Question 3.4: Verify with JAX VJP

Use JAX’s built-in autodiff to verify your manual calculation:

def lls(y):
    """LLS as a function of y only (X is fixed)"""
    return jnp.linalg.lstsq(X, y)[0]

# modify here: use vjp to compute sensitivity of beta_hat[0] to y
# beta_hat_jax, vjp_fun = vjp(lls, y)
# y_bar_jax, = vjp_fun(beta_bar)
# Compare to y_bar_manual

Question 3.5: Interpret the Sensitivities

Plot the sensitivities and identify influential observations:

# modify here: create a plot showing the sensitivities
# plt.figure(figsize=(10, 4))
# plt.plot(y_bar_manual, 'o', alpha=0.5, markersize=3)
# plt.xlabel('Observation index i')
# plt.ylabel(r'$\partial \hat{\beta}_0 / \partial y_i$')
# plt.title('Sensitivity of $\\hat{\\beta}_0$ to each observation')
# plt.show()

# Find the most influential observations
# top_indices = jnp.argsort(jnp.abs(y_bar_manual))[-5:]
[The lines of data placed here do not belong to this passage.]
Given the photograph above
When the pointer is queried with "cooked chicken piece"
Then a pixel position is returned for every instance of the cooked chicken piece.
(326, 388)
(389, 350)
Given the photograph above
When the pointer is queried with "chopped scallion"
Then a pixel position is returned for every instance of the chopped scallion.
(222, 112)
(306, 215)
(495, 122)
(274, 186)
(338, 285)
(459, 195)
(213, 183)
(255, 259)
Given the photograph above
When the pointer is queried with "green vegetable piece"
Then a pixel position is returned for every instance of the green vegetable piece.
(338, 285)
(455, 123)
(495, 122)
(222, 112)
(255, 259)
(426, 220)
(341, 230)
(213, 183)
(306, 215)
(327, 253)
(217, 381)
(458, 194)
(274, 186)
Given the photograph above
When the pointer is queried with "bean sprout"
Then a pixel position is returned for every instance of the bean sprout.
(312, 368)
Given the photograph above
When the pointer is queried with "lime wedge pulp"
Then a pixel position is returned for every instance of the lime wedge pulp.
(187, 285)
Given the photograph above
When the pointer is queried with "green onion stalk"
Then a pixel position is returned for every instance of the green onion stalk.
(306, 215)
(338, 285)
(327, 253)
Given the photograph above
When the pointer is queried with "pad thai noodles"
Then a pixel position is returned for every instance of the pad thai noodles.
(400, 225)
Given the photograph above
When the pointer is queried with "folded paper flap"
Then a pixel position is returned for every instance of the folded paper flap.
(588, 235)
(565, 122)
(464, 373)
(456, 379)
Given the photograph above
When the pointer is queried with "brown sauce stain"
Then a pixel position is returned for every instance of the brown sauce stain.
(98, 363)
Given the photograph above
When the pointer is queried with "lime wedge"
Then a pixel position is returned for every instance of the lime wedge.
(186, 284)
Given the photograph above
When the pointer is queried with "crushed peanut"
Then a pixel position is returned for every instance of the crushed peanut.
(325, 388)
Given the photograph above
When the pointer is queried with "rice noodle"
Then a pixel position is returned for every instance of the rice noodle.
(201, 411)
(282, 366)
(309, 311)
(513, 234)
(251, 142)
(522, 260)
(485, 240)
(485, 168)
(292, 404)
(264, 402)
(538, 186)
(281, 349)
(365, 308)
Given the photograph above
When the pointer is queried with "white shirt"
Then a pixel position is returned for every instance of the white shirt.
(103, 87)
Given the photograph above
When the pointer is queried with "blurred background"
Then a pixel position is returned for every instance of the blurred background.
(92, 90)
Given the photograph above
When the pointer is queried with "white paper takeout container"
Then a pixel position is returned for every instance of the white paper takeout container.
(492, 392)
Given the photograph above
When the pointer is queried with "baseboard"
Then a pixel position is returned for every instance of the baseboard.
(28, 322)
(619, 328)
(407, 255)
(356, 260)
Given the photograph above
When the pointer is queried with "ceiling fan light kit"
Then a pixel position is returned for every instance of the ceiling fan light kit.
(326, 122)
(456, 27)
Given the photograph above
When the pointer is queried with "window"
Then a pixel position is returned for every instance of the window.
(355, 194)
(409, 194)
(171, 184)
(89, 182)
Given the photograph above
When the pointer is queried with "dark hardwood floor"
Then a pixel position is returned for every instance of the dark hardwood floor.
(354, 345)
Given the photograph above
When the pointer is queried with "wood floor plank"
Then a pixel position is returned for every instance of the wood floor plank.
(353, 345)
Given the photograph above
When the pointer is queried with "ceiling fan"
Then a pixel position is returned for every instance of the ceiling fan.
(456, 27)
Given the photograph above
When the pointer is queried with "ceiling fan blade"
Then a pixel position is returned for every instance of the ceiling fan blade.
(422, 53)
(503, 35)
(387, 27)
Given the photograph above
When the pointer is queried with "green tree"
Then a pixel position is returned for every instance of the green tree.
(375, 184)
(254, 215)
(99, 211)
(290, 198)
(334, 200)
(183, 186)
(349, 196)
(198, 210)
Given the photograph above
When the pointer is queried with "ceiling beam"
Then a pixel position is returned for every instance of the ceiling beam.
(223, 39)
(double click to edit your answer)

  1. What determines whether an observation has high sensitivity (large \(|\partial \hat{\beta}_0 / \partial y_i|\))?
  2. How does this relate to the concept of “leverage” in regression diagnostics?

Question 3.6 (Extra Credit): Sensitivity to X

The full adjoint rule also gives \(\bar{X}\). Compute and interpret the sensitivity of \(\hat{\beta}_0\) to changes in \(X_{ij}\).

# modify here: compute X_bar using the full adjoint formula
# X_bar = r @ g.T - (X @ g) @ beta_hat.T
# This gives d(beta_hat[0])/d(X_ij) for all i,j

(double click to edit your answer)

What is the computational advantage of using the adjoint/VJP approach for this sensitivity analysis compared to finite differences?